しばらく遺跡の中を進むと、シェリーは最奥にある石像を指差す。その石像は女神ウンディーネを彫刻したものであり、胸元には瑠璃色の光を放つオーブが埋め込まれていた。
しかし、ゆらゆらと泳いでいたガニメデは突如停まり、物怖じするように頭部を隠してしまう。
「なあ、ガニメデのヤツどうしたんだ?」
「ウンディーネ様との不仲は有名ですから……。争いごとは苦手ゆえ、魔法も持ち合わせていませんし」
「判らなくもねえ」
最初の出会いと云い、先の接吻と云い、あの女神は常に一方的だもんなぁ。……救出するまで、シェリーの意識が無かったのが幸いだ。
シェリーは軽々と着地した後、先んじて女神像へと歩を進める。俺も後を追うように降り立つが、地上にいるような感覚でスムーズに歩くことができた。
俺は彼女に背を向け、念のため長剣を取り出す。辺りを見回すも、特に異変は無い様子だ。……女神像を前に縮こまるガニメデを除けば。

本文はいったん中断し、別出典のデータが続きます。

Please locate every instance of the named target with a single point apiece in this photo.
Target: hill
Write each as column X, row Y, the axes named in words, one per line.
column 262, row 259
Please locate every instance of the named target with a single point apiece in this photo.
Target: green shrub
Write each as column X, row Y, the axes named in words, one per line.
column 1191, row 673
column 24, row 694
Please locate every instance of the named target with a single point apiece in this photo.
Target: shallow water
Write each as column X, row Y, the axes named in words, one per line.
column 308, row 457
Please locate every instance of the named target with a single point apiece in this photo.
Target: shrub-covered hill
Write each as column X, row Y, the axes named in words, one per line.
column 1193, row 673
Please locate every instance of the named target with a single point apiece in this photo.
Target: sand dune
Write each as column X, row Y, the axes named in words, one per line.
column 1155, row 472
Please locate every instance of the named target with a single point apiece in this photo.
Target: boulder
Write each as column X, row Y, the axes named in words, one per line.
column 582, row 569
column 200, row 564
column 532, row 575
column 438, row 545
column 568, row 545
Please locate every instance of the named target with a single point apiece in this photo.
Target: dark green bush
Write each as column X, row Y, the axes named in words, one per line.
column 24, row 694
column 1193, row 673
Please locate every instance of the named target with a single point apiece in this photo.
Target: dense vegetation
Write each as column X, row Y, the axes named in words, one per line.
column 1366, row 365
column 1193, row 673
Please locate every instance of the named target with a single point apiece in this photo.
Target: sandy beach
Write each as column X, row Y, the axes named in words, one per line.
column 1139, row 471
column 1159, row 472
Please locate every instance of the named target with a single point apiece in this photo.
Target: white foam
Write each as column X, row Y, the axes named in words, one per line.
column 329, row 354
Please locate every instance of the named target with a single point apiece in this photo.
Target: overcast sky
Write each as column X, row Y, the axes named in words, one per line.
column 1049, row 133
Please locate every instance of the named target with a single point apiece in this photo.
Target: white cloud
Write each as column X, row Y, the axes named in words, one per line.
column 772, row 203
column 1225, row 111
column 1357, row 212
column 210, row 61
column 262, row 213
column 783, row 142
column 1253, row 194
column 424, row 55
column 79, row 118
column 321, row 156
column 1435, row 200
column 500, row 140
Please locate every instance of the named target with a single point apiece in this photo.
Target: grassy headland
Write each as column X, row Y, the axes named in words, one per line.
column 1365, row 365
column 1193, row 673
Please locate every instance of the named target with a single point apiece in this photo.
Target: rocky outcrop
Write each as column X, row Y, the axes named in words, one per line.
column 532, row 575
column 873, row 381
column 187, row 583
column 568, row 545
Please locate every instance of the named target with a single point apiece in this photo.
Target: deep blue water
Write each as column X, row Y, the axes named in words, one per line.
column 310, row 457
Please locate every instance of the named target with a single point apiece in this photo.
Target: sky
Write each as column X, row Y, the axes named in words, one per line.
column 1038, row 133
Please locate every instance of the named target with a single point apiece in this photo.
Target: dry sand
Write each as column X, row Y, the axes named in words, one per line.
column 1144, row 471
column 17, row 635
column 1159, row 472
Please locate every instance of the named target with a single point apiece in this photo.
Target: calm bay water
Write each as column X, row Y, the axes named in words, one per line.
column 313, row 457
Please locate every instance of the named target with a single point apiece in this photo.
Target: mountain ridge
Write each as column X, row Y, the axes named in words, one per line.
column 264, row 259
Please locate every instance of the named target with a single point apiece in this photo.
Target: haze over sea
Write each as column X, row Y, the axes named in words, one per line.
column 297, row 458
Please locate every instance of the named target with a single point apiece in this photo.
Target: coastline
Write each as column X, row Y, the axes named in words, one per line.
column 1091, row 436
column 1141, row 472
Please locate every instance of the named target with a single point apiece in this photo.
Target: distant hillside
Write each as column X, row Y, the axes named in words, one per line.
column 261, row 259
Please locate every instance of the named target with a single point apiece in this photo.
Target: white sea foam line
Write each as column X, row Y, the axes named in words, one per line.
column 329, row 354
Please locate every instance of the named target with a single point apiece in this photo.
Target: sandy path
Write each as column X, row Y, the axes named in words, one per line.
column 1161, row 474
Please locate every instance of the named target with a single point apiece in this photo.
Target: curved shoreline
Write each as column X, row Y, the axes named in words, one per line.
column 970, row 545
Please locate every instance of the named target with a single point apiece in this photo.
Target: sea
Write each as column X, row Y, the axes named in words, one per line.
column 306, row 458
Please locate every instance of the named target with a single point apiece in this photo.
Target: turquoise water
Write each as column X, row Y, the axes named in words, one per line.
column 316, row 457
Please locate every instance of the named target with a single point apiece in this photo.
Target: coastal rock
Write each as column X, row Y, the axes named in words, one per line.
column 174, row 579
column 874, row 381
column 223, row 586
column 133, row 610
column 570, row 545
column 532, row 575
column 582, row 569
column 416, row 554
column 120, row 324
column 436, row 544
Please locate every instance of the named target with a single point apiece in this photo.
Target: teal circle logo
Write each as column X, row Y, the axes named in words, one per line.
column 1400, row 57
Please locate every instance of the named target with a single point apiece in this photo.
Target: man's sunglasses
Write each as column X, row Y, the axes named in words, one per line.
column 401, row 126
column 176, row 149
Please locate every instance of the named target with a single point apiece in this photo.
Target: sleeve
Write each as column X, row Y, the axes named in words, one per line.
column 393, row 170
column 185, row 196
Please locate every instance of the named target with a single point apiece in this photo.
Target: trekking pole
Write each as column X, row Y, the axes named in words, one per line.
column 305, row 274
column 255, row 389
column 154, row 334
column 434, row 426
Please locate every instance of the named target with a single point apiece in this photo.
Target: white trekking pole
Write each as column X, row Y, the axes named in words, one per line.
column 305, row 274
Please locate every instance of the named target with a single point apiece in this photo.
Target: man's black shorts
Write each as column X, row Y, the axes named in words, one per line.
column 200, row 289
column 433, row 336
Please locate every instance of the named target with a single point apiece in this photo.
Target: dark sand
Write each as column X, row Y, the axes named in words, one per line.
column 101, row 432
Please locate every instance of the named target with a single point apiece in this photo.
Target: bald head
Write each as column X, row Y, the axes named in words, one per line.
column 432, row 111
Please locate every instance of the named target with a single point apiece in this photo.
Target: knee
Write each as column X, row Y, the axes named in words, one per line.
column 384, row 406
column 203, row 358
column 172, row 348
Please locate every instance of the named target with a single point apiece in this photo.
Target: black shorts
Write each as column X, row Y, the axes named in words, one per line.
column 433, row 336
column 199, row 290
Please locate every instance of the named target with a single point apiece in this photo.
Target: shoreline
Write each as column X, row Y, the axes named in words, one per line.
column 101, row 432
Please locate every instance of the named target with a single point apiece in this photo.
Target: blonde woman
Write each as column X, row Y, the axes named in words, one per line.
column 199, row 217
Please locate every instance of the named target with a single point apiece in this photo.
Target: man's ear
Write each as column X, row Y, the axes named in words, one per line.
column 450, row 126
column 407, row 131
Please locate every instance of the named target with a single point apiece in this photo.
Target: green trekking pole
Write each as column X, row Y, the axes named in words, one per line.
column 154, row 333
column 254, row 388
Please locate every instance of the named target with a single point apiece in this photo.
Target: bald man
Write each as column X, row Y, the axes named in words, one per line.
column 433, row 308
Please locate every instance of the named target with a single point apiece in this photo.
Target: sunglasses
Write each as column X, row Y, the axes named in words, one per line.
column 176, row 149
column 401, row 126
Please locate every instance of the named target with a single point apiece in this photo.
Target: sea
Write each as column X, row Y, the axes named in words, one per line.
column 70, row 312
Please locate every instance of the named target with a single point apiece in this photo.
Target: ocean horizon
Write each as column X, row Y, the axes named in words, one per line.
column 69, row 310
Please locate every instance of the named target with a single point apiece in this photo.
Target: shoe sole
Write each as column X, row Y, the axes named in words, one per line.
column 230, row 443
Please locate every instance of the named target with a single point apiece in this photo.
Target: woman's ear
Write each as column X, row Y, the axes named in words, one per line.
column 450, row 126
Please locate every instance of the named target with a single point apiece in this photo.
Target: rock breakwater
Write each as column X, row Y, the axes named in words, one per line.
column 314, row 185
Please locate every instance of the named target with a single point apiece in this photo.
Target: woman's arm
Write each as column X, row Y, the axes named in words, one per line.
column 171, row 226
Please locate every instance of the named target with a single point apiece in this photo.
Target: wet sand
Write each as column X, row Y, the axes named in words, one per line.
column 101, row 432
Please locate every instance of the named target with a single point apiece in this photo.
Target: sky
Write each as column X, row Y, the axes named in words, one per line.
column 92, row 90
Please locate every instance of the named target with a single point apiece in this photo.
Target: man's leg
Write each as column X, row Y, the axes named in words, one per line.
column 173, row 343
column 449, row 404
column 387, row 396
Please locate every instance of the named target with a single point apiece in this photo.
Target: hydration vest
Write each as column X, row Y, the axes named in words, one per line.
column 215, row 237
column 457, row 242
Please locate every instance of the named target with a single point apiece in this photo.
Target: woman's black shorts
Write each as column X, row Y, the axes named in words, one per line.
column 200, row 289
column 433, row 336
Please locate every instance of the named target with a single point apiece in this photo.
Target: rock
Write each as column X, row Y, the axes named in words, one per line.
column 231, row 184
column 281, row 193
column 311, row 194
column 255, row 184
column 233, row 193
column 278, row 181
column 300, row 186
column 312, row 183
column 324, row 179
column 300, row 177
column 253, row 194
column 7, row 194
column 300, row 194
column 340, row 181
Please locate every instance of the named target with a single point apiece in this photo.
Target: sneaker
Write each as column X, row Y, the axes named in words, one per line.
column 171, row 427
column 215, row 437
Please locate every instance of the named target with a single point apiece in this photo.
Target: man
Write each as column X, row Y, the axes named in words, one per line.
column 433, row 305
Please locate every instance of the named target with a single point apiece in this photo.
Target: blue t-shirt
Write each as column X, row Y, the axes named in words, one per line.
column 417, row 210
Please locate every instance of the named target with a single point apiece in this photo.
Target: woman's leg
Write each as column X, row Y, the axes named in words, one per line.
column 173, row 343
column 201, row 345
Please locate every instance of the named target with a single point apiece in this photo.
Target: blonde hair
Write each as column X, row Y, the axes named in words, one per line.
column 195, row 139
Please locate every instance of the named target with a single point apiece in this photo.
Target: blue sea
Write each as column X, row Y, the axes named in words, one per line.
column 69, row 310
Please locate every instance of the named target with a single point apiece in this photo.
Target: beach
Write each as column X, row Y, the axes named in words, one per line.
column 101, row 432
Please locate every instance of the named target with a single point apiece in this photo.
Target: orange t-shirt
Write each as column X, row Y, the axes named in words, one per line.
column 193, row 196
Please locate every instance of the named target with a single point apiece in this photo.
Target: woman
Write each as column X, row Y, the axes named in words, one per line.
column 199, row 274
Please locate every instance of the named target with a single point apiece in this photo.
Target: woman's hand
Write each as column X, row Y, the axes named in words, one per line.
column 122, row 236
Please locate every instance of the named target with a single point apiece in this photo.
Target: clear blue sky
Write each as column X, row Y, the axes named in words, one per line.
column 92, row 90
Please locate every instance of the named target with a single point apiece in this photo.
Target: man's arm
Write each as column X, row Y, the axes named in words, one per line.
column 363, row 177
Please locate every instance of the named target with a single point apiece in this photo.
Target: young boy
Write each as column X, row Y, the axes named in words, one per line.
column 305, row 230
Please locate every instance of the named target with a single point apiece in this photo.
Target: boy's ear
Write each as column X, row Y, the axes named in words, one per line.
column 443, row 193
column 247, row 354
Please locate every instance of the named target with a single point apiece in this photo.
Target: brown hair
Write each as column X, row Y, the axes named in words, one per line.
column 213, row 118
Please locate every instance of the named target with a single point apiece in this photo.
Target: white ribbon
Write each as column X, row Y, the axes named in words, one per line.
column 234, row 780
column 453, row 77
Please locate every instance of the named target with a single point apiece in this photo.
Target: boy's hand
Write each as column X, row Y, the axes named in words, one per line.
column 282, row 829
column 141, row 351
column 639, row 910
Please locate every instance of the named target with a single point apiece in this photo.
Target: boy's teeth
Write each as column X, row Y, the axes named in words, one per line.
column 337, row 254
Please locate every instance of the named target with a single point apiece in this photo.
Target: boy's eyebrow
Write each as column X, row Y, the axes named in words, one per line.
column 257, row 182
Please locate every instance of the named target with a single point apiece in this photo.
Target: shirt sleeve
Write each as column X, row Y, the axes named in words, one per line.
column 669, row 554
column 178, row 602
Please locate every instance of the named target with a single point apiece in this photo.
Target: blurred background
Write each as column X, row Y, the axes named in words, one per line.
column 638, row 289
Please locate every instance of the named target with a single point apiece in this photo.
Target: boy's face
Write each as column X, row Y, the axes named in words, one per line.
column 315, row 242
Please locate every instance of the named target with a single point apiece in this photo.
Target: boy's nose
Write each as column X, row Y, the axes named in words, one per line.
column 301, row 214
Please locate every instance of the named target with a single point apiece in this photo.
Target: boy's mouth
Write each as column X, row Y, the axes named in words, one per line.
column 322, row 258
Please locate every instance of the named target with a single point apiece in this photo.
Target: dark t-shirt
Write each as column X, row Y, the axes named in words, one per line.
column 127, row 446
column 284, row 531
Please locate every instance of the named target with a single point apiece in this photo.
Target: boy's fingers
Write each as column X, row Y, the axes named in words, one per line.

ふとシェリーの方を向いた時、オーブがちょうど浮遊して彼女の手元に渡るとこだ。淡い光はゆっくりと消え、しばらくシェリーの胸中に留まり続ける。
「何か判ったか?」
「……前世の仲間を思い出しましたの。ソフィーさんは、人魚の血を引く清の花姫でした。月の花姫であるセリーナさんとは仲良しでしたが……」
「その感じだと、嫌な事があったようだな。無理に話さなくて良い」
「ありがとう」
シェリーが振り向き、哀愁を懐きながら微笑む。この笑顔もずっと見てきたはずなのに、久しく感じるのは気のせいだろうか。
もう一度抱き締め、この胸の中で存分に泣かせてやりたい。
「……忘れるな。俺はいつまでもお前を──」
美しい姿に手を伸ばし、片足を踏み入れた刹那。
不気味な感触は音も無く、俺だけをしかと引き留める。
「なっ!?」
「アレックスさん!!?」
その正体を見るべく視線を落とすと──吸盤のついた黒い触手が、俺の全身に絡みついていたのだ。